About

Cardiovascular disease (CVD) is the leading cause of morbidity worldwide and the most common cause of premature death. 80% of the deaths - around 15 million globally per year - are caused by the formation of a blood clot that blocks an artery leading to a heart attack or stroke. 

The majority of these clots arise when atherosclerotic plaques within the artery wall rupture or erode exposing extracellular matrix proteins.

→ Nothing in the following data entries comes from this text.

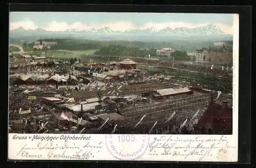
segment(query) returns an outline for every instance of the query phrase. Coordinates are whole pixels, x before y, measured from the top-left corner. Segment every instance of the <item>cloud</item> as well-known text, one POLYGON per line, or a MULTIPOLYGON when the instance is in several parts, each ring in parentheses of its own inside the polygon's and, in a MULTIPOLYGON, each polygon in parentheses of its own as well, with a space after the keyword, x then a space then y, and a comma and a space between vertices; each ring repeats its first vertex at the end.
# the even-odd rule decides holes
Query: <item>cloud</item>
MULTIPOLYGON (((232 34, 233 32, 233 26, 225 25, 222 23, 211 23, 206 22, 204 23, 193 23, 183 22, 148 22, 144 25, 138 27, 134 25, 132 22, 119 21, 116 22, 110 22, 106 23, 91 23, 90 25, 86 25, 80 22, 75 22, 72 24, 69 25, 65 22, 57 22, 52 21, 45 27, 40 28, 51 31, 63 31, 69 29, 84 30, 91 29, 92 28, 101 29, 104 27, 109 27, 111 29, 114 31, 124 31, 130 29, 146 29, 150 27, 154 27, 158 30, 169 27, 172 29, 175 29, 178 27, 187 27, 189 28, 194 28, 200 26, 206 26, 208 24, 212 24, 218 26, 220 28, 227 34, 232 34)), ((33 22, 29 20, 25 21, 19 21, 12 22, 10 24, 10 29, 13 30, 17 29, 19 27, 23 27, 25 29, 34 30, 38 28, 33 22)))
POLYGON ((10 30, 14 30, 19 27, 23 27, 26 30, 35 30, 38 28, 38 27, 37 27, 32 21, 29 20, 13 22, 10 23, 10 30))

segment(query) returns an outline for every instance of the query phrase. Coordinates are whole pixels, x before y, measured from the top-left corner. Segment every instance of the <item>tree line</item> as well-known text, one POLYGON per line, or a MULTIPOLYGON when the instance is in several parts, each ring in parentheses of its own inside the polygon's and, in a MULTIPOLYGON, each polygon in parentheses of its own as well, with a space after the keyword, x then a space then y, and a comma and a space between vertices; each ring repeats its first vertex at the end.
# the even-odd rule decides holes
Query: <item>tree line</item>
POLYGON ((96 51, 96 55, 105 55, 116 56, 129 56, 133 57, 147 57, 148 55, 156 55, 156 50, 141 50, 138 47, 126 47, 120 45, 110 45, 104 46, 96 51))

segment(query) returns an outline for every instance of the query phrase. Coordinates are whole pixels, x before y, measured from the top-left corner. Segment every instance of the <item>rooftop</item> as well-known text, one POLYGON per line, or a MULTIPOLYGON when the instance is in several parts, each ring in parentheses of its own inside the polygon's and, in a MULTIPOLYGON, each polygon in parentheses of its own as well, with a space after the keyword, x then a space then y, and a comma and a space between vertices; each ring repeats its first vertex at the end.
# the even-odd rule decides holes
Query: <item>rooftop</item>
POLYGON ((54 97, 43 97, 42 99, 46 99, 50 101, 61 101, 62 100, 55 98, 54 97))
MULTIPOLYGON (((95 109, 95 106, 98 105, 98 102, 89 103, 82 105, 83 111, 87 111, 95 109)), ((66 106, 67 108, 73 111, 80 111, 81 105, 68 104, 66 106)))
POLYGON ((98 117, 106 121, 108 118, 110 117, 110 120, 119 120, 124 119, 124 117, 121 115, 118 114, 117 113, 112 113, 110 114, 103 113, 97 115, 98 117))
POLYGON ((119 62, 120 64, 137 64, 137 63, 133 61, 133 60, 127 58, 125 59, 122 61, 119 62))
POLYGON ((190 92, 191 90, 186 87, 178 88, 170 88, 160 90, 157 90, 157 92, 161 96, 175 94, 190 92))

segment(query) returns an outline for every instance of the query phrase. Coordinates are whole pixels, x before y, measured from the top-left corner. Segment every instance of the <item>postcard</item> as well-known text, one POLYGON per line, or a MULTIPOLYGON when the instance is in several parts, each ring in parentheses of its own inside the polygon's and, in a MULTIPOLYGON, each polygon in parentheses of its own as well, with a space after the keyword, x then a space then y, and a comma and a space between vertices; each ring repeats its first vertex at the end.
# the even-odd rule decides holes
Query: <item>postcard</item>
POLYGON ((9 160, 238 161, 238 14, 11 12, 9 28, 9 160))

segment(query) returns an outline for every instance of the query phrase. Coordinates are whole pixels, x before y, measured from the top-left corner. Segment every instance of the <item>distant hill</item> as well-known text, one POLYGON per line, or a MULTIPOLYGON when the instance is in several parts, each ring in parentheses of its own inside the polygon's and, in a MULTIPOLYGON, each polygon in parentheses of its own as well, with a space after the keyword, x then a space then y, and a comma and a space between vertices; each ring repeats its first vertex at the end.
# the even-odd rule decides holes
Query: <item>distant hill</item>
POLYGON ((185 27, 172 29, 166 27, 157 30, 151 27, 145 29, 129 29, 121 32, 109 27, 101 29, 70 29, 65 31, 48 31, 42 29, 25 30, 22 27, 10 31, 10 38, 22 37, 71 38, 91 40, 125 40, 144 41, 166 41, 172 39, 194 40, 230 40, 232 35, 225 34, 217 26, 208 25, 190 29, 185 27))

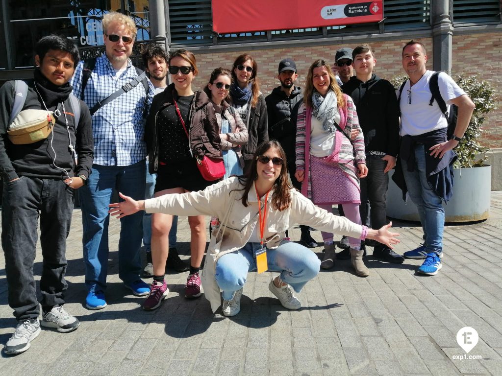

Circulating platelets bind to these proteins and become activated, leading to the recruitment of more platelets and the generation of a platelet-rich clot.

Image of platelet activation
Thrombus formation (panel 1) following platelet adhesion to and aggregation on collagen using in vitro model of a blood vessel. Panels 2 and 3 show platelet cytoskeleton rearrangements following adhesion to fibrinogen at 45 minutes (panel 2) and 15 minute

Background

Platelets are the small anucleate cells, which normally circulate in the blood and play a central role in haemostasis, the process of preventing blood loss. At sites of vascular injury (when damage occurs to the blood vessel wall), they rapidly form blood clots to prevent excess bleeding and haemorrhage. Unwanted platelet activation however, for example following atherosclerotic plaque rupture or following endothelial dysfunction, results in thrombosis.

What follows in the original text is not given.